Friday, August 8, 2008

F&G supervisor suddenly demoted

Agency touts speak-with-one-voice policy

Express Staff Writer

David Parrish, who spent 16 years in the Magic Valley office of the Idaho Department of Fish and Game, including the last eight as supervisor, has been demoted and transferred to Boise as the agency's fisheries program coordinator.

Magic Valley Region Education Specialist Kelton Hatch declined to talk specifics but confirmed that Parrish left the Magic Valley Region offices earlier this week.

The action came a month after Parrish publicly criticized an estimated $500 million wind project planned for south of Twin Falls. Parrish's letter to the editor, published in the Times News, prompted a high-ranking state lawmaker to contact Gov. C.L. "Butch" Otter and express concern that Parrish violated a governor's office media policy.

Fish and Game announced the demotion Monday but did not do so publicly. Deputy Director Virgil Moore confirmed the change in an interview Thursday and said the demotion was the result of a number of factors that accumulated over a long period of time.

"The issue has to do not so much with the content as with the process," Moore said. "With any written information that we put out we need to be sure that that information is factual and has awareness at all levels of the department."

Moore said that was not done in this case.

"We're in the middle of a process," he said. "It's premature for any of us, before that process is completed, to judge the outcome."

Parrish declined to talk at any length over the move, but said he was surprised.

"I'm leaving a fantastic staff in place to continue to do the great work," he said.

Moore said an interim regional supervisor, fisheries program employee Fred Partridge, will fill Parrish's empty shoes until a new supervisor is hired, preferably from within the agency.

Parrish's letter was printed in the Times News on July 6. He asserted that the wind farm might help Idaho's economy but "will have negative repercussions on Idaho's wildlife."

The letter prompted a response from Fish and Game Director Cal Groen, who wrote later that Parrish had given his opinion, not that of the agency.

Idaho House Assistant Majority Leader Scott Bedke, R-Oakley, later contacted Gov. C.L. "Butch" Otter, asserting that Parrish's letter was a breach of the governor's media policy.

In April, Otter's communication director, Mark Warbis, e-mailed state employees reminding them to alert him about media interviews and to allow him to review potentially controversial press releases before they go public.

Warbis warned that his office must be informed of "all media inquiries," and that he must review any agency press releases before it's sent out if it's anything "that might be controversial at all."

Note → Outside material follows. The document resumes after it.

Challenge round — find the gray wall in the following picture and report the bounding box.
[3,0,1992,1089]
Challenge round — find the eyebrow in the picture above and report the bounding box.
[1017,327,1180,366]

"We are not looking to usurp the role of agency directors in any way, but only to ensure a level of consistency and uniformity in our public and media messaging," Warbis wrote. "As you know, the governor puts a premium on all state agencies' cooperating and working as a team to serve the people. Public disputes on points of policy are inconsistent with that goal. Our media policy is designed to prevent those, but it requires your full compliance."

Idaho House Minority Leader Wendy Jaquet, D-Ketchum, said she is concerned that the state's agencies are not given the opportunity to assess issues as experts. Rather, the rank-and-file uniformity mentioned in Warbis' e-mail indicates that the state's leading experts must now opine as politicians.

Asked if Parrish's move was a political decision, she said, "Oh yea."

"The only part that's a little bit difficult about this is that apparently Dave gave another assessment about another project somewhere along the lines and was warned not to do it. However, I think he felt like he needed to give an assessment based on the issue of the science."

Jaquet called the Warbis memo "another example of a one-party state."

Moore did not couch his explanation of the events in political terms but said, simply, that Parrish had not conformed to department protocol.

"It's not so much about the content as it is being sure about the thoughtful nature of the response," Moore said.

Moore added that staff move around frequently within the Idaho Department of Fish and Game. It is less common in leadership roles, but it happens just the same.

The controls employed within the department are important, he said.

"Any time you have policy discussions on anything, there's generally people on all sides of an issue," he said. "You're going to have somebody who thinks it wasn't done right. Our department has been very responsive to those differences, as have all state departments. That's not right or wrong."

Moreover, Moore said Bedke's involvement did not play a role in Parrish's relocation.